0.05255699157714844 seconds to calculate correlations. Sparsity:  False


In [18]:
svobj.results_proj_correlation.sort_values(by='R', ascending=False)

Unnamed: 0,R,P
LTB,0.555617,7.890236e-40
MAL,0.342726,1.544537e-14
TRABD2A,0.258347,1.110187e-08
LDLRAP1,0.229241,4.408213e-07
SRSF5,0.210494,3.701575e-06
...,...,...
BACE2,,
SIK1,,
ICOSLG,,
SLC19A1,,


<a id="sparseadata"></a>

## AnnData with sparse input matrix


In [19]:
data.raw.X

<2638x13714 sparse matrix of type '<class 'numpy.float32'>'
	with 2238732 stored elements in Compressed Sparse Row format>

#### This data is sparse but is in compressed sparse row format (csr_matrix) rather than csc_matrix, so we need to convert it to csc_matrix format

In [20]:
import scipy.sparse as sp

In [22]:
z = sp.csc_matrix(data.raw.X)

In [23]:
data.raw = sc.AnnData(z, var=data.raw.var, obs=data.obs)

In [24]:
data.raw.X

<2638x13714 sparse matrix of type '<class 'numpy.float32'>'
	with 2238732 stored elements in Compressed Sparse Column format>

#### Now that data.raw.X is in csc_matrix format, it can be passed to sciviewer

In [26]:
svobj = SCIViewer(data, embedding_name='X_umap', use_raw=True)
svobj.explore_data()

Create renderer
Start thread
Finish thread
Setting up...


<a id="sparse_matrix"></a>

## Passing a sparse matrix directly

We can also pass a sparse matrix directly.

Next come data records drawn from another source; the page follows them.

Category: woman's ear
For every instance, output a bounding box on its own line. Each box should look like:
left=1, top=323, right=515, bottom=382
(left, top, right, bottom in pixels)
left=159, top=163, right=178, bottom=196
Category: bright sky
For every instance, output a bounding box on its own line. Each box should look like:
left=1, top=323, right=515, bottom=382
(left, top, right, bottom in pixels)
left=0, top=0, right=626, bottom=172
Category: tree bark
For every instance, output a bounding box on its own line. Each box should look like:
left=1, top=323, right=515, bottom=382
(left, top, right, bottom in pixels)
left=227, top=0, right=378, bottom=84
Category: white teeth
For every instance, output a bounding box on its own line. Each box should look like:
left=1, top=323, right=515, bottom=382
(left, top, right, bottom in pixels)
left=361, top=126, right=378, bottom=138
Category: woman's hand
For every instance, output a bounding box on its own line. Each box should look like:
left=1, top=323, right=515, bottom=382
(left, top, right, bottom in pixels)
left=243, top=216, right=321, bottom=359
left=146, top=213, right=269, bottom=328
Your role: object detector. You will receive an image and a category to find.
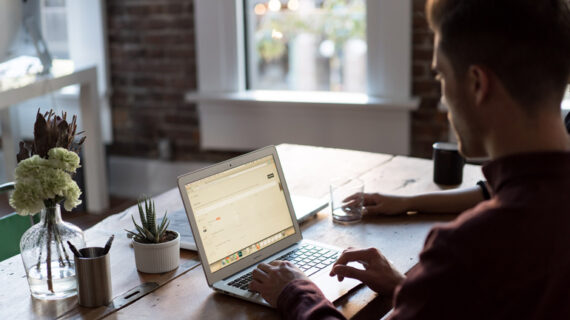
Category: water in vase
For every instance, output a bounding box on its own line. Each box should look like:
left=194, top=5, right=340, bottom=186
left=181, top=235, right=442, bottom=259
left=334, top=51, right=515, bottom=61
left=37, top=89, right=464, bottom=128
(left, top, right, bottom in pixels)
left=28, top=263, right=77, bottom=299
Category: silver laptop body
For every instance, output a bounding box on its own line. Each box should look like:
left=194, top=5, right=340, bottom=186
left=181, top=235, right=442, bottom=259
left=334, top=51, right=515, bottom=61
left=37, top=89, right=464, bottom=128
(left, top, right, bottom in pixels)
left=178, top=146, right=360, bottom=305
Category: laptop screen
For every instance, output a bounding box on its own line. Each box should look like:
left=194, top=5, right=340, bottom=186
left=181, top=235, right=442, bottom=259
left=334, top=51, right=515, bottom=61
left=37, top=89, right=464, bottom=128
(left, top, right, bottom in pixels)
left=185, top=155, right=295, bottom=273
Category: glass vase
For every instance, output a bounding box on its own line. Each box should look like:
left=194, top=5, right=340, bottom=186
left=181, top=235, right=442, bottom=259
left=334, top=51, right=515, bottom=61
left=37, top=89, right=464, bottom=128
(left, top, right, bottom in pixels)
left=20, top=204, right=85, bottom=300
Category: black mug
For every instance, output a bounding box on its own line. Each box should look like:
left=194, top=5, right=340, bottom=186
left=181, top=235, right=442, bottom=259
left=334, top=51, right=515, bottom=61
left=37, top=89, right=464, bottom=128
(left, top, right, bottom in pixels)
left=433, top=142, right=465, bottom=186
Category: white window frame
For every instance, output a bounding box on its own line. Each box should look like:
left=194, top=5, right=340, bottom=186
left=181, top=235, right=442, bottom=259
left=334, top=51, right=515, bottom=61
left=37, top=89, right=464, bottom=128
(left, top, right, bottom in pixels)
left=190, top=0, right=419, bottom=155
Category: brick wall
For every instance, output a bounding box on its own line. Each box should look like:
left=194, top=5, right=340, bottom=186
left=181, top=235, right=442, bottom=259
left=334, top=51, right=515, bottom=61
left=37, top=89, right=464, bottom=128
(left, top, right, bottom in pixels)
left=411, top=0, right=449, bottom=158
left=107, top=0, right=447, bottom=161
left=107, top=0, right=239, bottom=161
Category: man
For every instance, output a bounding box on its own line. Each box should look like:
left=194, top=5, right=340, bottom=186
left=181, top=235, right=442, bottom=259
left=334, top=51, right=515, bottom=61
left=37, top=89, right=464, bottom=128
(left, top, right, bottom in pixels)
left=250, top=0, right=570, bottom=319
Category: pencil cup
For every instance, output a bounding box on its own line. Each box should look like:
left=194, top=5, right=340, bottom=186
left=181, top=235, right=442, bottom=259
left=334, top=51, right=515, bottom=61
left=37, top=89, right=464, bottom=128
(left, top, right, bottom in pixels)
left=433, top=142, right=465, bottom=185
left=75, top=247, right=111, bottom=307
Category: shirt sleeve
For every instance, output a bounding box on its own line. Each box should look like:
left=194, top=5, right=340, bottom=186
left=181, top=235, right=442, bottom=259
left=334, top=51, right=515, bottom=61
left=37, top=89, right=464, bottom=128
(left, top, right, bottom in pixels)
left=277, top=280, right=345, bottom=320
left=389, top=231, right=474, bottom=320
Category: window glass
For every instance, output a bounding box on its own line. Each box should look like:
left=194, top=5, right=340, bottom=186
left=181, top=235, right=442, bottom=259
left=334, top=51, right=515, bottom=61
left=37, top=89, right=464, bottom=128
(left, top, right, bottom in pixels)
left=245, top=0, right=367, bottom=92
left=41, top=0, right=69, bottom=59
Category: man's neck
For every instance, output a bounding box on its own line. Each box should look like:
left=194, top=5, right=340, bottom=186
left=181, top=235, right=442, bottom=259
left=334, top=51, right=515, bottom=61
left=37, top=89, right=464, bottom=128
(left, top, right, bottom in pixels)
left=485, top=113, right=570, bottom=159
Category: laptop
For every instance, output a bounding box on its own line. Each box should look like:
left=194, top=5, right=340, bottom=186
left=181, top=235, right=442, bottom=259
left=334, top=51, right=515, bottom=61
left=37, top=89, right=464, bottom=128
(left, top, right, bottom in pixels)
left=178, top=146, right=360, bottom=305
left=164, top=195, right=328, bottom=251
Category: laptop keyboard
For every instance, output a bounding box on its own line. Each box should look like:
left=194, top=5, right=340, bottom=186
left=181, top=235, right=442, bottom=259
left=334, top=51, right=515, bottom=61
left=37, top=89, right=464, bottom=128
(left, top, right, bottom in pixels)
left=228, top=244, right=339, bottom=291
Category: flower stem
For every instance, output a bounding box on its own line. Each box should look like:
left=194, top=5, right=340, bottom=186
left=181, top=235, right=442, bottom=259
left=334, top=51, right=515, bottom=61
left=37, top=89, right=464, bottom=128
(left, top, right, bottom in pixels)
left=46, top=216, right=55, bottom=293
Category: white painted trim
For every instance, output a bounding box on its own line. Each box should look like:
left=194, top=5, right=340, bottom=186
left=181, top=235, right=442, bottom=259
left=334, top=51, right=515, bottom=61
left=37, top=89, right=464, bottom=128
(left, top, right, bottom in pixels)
left=185, top=90, right=419, bottom=111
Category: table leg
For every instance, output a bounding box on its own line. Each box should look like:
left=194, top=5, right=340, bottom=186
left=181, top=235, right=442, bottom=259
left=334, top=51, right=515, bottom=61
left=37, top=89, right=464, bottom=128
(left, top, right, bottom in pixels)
left=79, top=69, right=109, bottom=213
left=0, top=107, right=20, bottom=182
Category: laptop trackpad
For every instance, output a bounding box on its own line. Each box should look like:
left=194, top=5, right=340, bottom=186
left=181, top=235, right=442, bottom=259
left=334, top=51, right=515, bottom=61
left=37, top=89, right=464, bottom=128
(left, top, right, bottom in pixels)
left=311, top=267, right=362, bottom=302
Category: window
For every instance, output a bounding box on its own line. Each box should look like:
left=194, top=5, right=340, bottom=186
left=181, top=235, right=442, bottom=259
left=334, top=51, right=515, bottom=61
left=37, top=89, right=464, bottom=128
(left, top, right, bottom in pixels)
left=193, top=0, right=419, bottom=154
left=244, top=0, right=367, bottom=93
left=41, top=0, right=69, bottom=59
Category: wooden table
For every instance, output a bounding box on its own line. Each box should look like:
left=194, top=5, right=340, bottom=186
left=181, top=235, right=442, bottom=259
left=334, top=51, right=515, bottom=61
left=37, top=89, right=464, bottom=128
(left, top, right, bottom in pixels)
left=0, top=145, right=482, bottom=319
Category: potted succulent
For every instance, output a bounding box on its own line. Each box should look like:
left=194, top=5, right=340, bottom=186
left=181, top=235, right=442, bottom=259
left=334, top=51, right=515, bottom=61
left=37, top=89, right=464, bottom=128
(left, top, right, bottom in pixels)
left=125, top=198, right=180, bottom=273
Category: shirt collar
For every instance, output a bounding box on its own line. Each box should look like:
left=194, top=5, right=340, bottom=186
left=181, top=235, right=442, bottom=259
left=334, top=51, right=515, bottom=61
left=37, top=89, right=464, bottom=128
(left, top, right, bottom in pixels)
left=483, top=151, right=570, bottom=194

Since no information is provided about the gene and cell names, we pass those as separate arguments

In [27]:
umap = pd.DataFrame(data.obsm['X_umap'], index=data.obs.index, columns=['UMAP_1', 'UMAP_2'])
umap.head()

Unnamed: 0,UMAP_1,UMAP_2
AAACATACAACCAC-1,9.728817,4.212151
AAACATTGAGCTAC-1,3.799765,10.181845
AAACATTGATCAGC-1,7.023628,4.829623
AAACCGTGCTTCCG-1,-0.298523,2.024061
AAACCGTGTATGCG-1,8.018503,-0.300426


In [28]:
cell_names = list(data.obs.index)
cell_names[:5]

['AAACATACAACCAC-1',
 'AAACATTGAGCTAC-1',
 'AAACATTGATCAGC-1',
 'AAACCGTGCTTCCG-1',
 'AAACCGTGTATGCG-1']

In [29]:
gene_names = list(data.raw.var.index)
gene_names[:5]

['AL627309.1', 'AP006222.2', 'RP11-206L10.2', 'RP11-206L10.9', 'LINC00115']

In [30]:
expr = data.raw.X

In [31]:
expr

<2638x13714 sparse matrix of type '<class 'numpy.float32'>'
	with 2238732 stored elements in Compressed Sparse Column format>

In [32]:
svobj = SCIViewer(expr, umap, gene_names=gene_names, cell_names=cell_names)
svobj.explore_data()

Create renderer
Start thread
Finish thread
Setting up...
EXPORTING DATA...
BYE


2022-09-05 18:35:00.043 python[48357:1303094] NewtNSView::dealloc: softLock still hold @ dealloc!